The single-pixel imaging (SPI) system requires only a single-pixel detector to measure the total light intensity and is not sensitive to phase, which makes it suitable for imaging objects in complex environments. If an object is obstructed by an opaque obstacle, and the obstacle is sparsely distributed, the obstacle’s signal and the object’s signal can be separated over time using the principle of light time of flight, which allows for image reconstruction of the object. For large-area occlusions, the current effective method combines the self-reconstruction characteristics of Bessel beams to achieve the SPI of the object. However, existing studies have only demonstrated the feasibility of this approach without deeply analyzing the underlying factors such as the shape and position of obstacles and the conditions for complete imaging. We tackle this issue by exploring the influence of different types of obstacles on Bessel SPI, as well as the conditions for effective imaging, thus providing a reference for applying Bessel beams in SPI.
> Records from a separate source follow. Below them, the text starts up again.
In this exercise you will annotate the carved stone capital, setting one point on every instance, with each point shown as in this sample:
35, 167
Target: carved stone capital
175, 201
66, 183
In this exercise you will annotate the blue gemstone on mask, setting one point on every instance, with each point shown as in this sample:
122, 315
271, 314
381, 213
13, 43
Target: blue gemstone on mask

The Bessel beam is generated by projecting an annular slit onto the DMD and combining it with a Fourier lens. By shifting the annular slit in a specific sequence, we can scan the Bessel beam across the object’s surface accordingly. Bessel-SPI leverages this scanning Bessel beam as the illumination mode in SPI, combined with a compressed sensing algorithm. In this study, we analyze how the shape and position of obstacles affect the Bessel beam, the beam’s self-reconstruction after occlusion, and the resulting SPI imaging. We also define the conditions needed for complete imaging based on the Bessel beam’s non-diffraction and self-reconstruction distances. When these conditions are met, Bessel-SPI can produce a full image of the object. Comparing the transmission and SPI imaging results of the Bessel beam and Hadamard mode under identical occlusion conditions highlights the advantages of Bessel-SPI for imaging occluded objects.
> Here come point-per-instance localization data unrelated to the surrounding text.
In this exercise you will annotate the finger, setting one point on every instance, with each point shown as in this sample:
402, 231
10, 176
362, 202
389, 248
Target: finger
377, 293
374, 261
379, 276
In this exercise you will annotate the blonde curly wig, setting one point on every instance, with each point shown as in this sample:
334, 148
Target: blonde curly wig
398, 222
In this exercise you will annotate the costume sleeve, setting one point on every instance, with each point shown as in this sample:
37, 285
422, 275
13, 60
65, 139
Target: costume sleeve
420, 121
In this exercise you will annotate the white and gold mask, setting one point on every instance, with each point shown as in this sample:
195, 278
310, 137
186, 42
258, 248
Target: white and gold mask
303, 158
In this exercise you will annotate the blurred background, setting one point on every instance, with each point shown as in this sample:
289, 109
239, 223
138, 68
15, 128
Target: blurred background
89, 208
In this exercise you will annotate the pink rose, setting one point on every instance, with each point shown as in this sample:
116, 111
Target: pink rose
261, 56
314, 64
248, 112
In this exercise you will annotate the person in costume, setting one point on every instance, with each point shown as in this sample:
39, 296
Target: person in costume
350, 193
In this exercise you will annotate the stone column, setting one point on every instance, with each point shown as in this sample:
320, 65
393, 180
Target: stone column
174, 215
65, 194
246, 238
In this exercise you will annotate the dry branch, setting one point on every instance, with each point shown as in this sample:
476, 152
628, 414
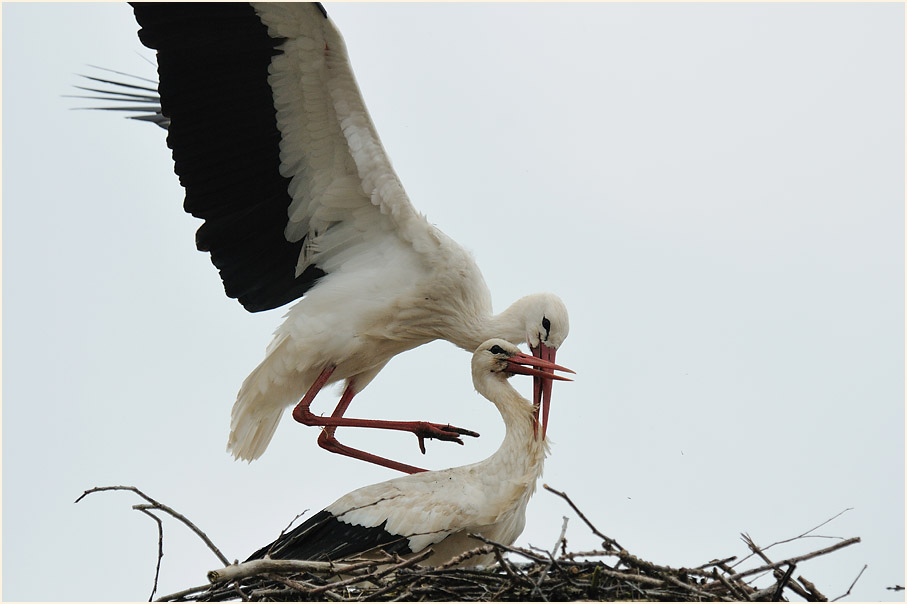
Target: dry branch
609, 574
First, the field of view changes of the object in different positions are compared in the absence of obstruction, as shown in Fig. 4, along with the image quality under different sampling times. This demonstrates that Bessel-SPI can achieve image quality comparable to Hadamard-SPI at the same sampling rate, as shown in Fig. 5, thus verifying the feasibility of Bessel-SPI. Secondly, obstacles are classified into central occlusion type and peripheral occlusion type. For central occlusion type obstacles, simulations are conducted for the Bessel intensity distribution on the object surface and the corresponding Bessel-SPI results. It is proved that when the distance between the object and the obstacle satisfies z₂>fa/d (where f represents focal length of lens,a represents size of obstacle in x direction,and d represents ring diameter), and the distance between the lens and the object satisfies z₁+z₂<2Rf/d (where R is the radius of the lens), the central spot of the Bessel beam can self-reconstruct after passing through the obstacle. Thus, Bessel-SPI can image the object completely. For peripheral occlusion type obstacles, the non-diffraction distance of the Bessel beam will be shortened. The object can be fully imaged only when the distance between the object and the lens is less than or equal to z₁+z₂<z₁+fa/d, where a represents the size of the central transmissive region of the obstacle in the x direction. Finally, comparison of the imaging results from Bessel-SPI and Hadamard-SPI under the same occlusion conditions shows that the experimental results align with the theoretical and simulation results.

Based on the self-healing characteristics of Bessel beams, a scheme is proposed using scanning Bessel light as the illumination mode for SPI experiments. The self-healing characteristics of Bessel beams and the imaging results of Bessel-SPI are analyzed under different shapes and positions of obstacles. The simulation results show that Bessel-SPI can achieve image quality similar to Hadamard-SPI when there are no obstacles. In the presence of obstructions, the commonly used Hadamard-SPI lacks obstruction resistance. However, when combined with the compressed sensing algorithm, Bessel-SPI can perform SPI for obstructed objects at a low sampling rate and exhibits greater obstruction resistance. The simulation results also demonstrate that for central occlusion type obstacles, when z₂>Z_min and z₁+z₂<Zmax, Bessel-SPI can capture the complete structure of the object, where Z_min=fa/d. For peripheral occlusion type obstacles, the non-diffraction distance of the Bessel beam becomes Zmax'=z₁+fa/d. Bessel-SPI can only obtain the complete structure of the object when the object’s position satisfies z<Zmax'. In this paper, we analyze the applicability of SPI for the special case of opaque obstacle occlusion and improve the imaging research of SPI under such conditions. This work can be extended to dynamic and 3D objects, enabling SPI for occluded moving objects and occluded 3D objects. In addition, leveraging the inherent characteristics of SPI, Bessel-SPI can maintain imaging capabilities in more complex environments, such as line-of-sight imaging under partial occlusion.